[NA/APPS] - Elevated applications errors
Incident Report for SashiDo.io
Postmortem

Summary On 10.07.2023, our infrastructure experienced a significant incident due to the failure of multiple SSDs in our RAID arrays. Prompt hardware replacement and rebuilding efforts were undertaken to restore functionality. However, intermittent outages occurred for specific applications due to network rules and routing mesh synchronization issues. We have requested new hardware from our data center provider to ensure long-term service quality. Due to synchronization requirements, rebuilding indexes and cache for services like uCDN and file service took longer than expected.

Root Cause Analysis The incident initially presented challenges in detecting the problem, as the faulty SSDs were intermittently functioning, causing random instances of severe slowness. This made it difficult for automated systems to detect and address the issue promptly. Once identified, we promptly replaced the faulty hardware and began rebuilding. Synchronization issues with networking rules and routing mesh also contributed to intermittent outages.

Mitigation and Future Preparations To improve our response and detection capabilities, we will implement the following measures:

  1. Enhanced monitoring for early detection: We will augment our monitoring systems to better identify and respond to hardware-related issues, even when they present as intermittent problems.
  2. Proactive incident response: We will refine our incident response procedures to ensure swift action in the event of hardware failures, prioritizing rapid detection and resolution.
  3. Strengthened synchronization processes: We will review and optimize our synchronization procedures to minimize downtime and expedite the recovery of services requiring index and cache rebuilding.
  4. Continual improvement: We will leverage the lessons learned from this incident to refine our infrastructure, monitoring, and response mechanisms, further enhancing our ability to mitigate similar incidents in the future.

Conclusion We apologize for the inconvenience caused by the recent infrastructure incident. Although the initial detection of the problem was challenging due to the intermittent nature of the faulty SSDs, we promptly replaced the hardware and initiated the necessary rebuilds. We have requested new hardware from our data center provider to ensure long-term service quality.
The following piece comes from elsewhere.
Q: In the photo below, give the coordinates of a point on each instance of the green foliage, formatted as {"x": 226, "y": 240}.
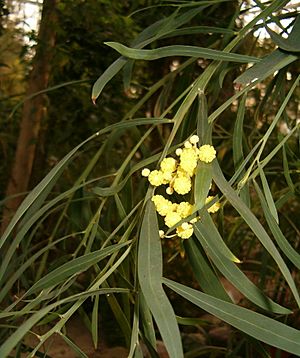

We remain committed to enhancing our capabilities and response mechanisms to prevent and address incidents effectively. We appreciate your understanding during this time. If you have any questions or concerns, please get in touch with our support team.

Posted Jul 11, 2023 - 15:43 UTC

Resolved
Good news! Things should be back to normal again across the board. Please let us know if there is any further trouble. Thank you so much for your patience while we worked to sort this out.
Posted Jul 10, 2023 - 18:15 UTC
Monitoring
All applications have returned to healthy state. We will continue to monitor the situation.
Posted Jul 10, 2023 - 17:45 UTC
Identified
The issue has been identified and a fix is being implemented.
Posted Jul 10, 2023 - 11:56 UTC
Investigating
We are currently investigating this issue.
Posted Jul 10, 2023 - 04:56 UTC
This incident affected: Application Platform (North America).